Known as the “Gray Ghost,” Confederate Colonel John S. Mosby, along with his partisan rangers, terrorized Federal units in northern Virginia from late 1862 until the end of the Civil War in 1865. By the summer of 1864, Mosby and his men were disrupting the advance of the United States Army of the Shenandoah into Virginia’s Shenandoah Valley.

Mosby the Scout

Not a particularly enthusiastic soldier when he enlisted as a private in 1861, John Singleton Mosby disliked routine army life. After seeing limited action at First Manassas, however, Mosby was promoted to first lieutenant in the 1st Virginia Cavalry regiment. Enjoying the cavalry, but bored with his job as regimental adjutant, Mosby resigned and became attached to the staff of Brig. Gen. J.E.B. (Jeb) Stuart, then the cavalry commander of the Confederate army that soon became the Army of Northern Virginia. Mosby later wrote that Stuart, “made me all that I was in the war…the best friend I ever had.”

Mosby proved his worth as a scout and intelligence collector during the Peninsula campaign in June 1862. Riding with Stuart and about 1,200 Confederate horsemen, Mosby scouted ahead and along the column’s flanks in the infamous four-day circuit around the entire United States Army of the Potomac.
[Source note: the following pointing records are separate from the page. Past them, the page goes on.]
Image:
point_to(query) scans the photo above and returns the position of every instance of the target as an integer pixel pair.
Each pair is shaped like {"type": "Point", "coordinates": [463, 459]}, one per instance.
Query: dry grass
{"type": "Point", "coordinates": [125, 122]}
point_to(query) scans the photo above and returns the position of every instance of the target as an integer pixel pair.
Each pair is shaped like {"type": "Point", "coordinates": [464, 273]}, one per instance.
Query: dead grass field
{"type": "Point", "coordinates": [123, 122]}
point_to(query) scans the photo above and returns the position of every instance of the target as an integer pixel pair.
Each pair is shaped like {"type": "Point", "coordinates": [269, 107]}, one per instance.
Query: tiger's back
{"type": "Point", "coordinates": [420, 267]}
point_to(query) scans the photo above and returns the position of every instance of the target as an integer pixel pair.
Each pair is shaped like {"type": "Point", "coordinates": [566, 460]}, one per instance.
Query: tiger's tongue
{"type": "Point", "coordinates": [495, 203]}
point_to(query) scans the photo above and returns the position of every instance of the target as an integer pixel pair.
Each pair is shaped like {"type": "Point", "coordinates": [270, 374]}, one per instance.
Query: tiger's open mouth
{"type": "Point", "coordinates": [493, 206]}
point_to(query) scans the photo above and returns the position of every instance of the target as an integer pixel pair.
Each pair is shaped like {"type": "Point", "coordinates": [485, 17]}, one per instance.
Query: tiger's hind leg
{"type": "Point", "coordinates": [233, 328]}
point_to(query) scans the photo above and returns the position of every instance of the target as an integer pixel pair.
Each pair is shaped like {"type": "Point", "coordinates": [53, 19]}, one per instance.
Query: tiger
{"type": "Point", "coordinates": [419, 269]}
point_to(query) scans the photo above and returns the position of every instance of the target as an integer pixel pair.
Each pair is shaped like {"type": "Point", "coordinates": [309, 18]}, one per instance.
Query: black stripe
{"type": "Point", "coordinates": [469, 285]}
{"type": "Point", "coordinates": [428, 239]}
He later scouted for Stuart during the Second Manassas, Antietam, and Fredericksburg campaigns.

Proposing the idea of leading a band of riders to conduct guerrilla warfare in northern Virginia, Mosby convinced Stuart and Confederate commanding general Robert E. Lee to authorize a company of rangers in January 1863. As the unit grew and gained notoriety, it eventually became Company A, 43rd Battalion of Virginia Cavalry, or Mosby’s Rangers, in June 1863. Although guerrillas, or partisan rangers, Mosby’s men were subject to the Articles of War and Army Regulations within General Lee’s Army of Northern Virginia.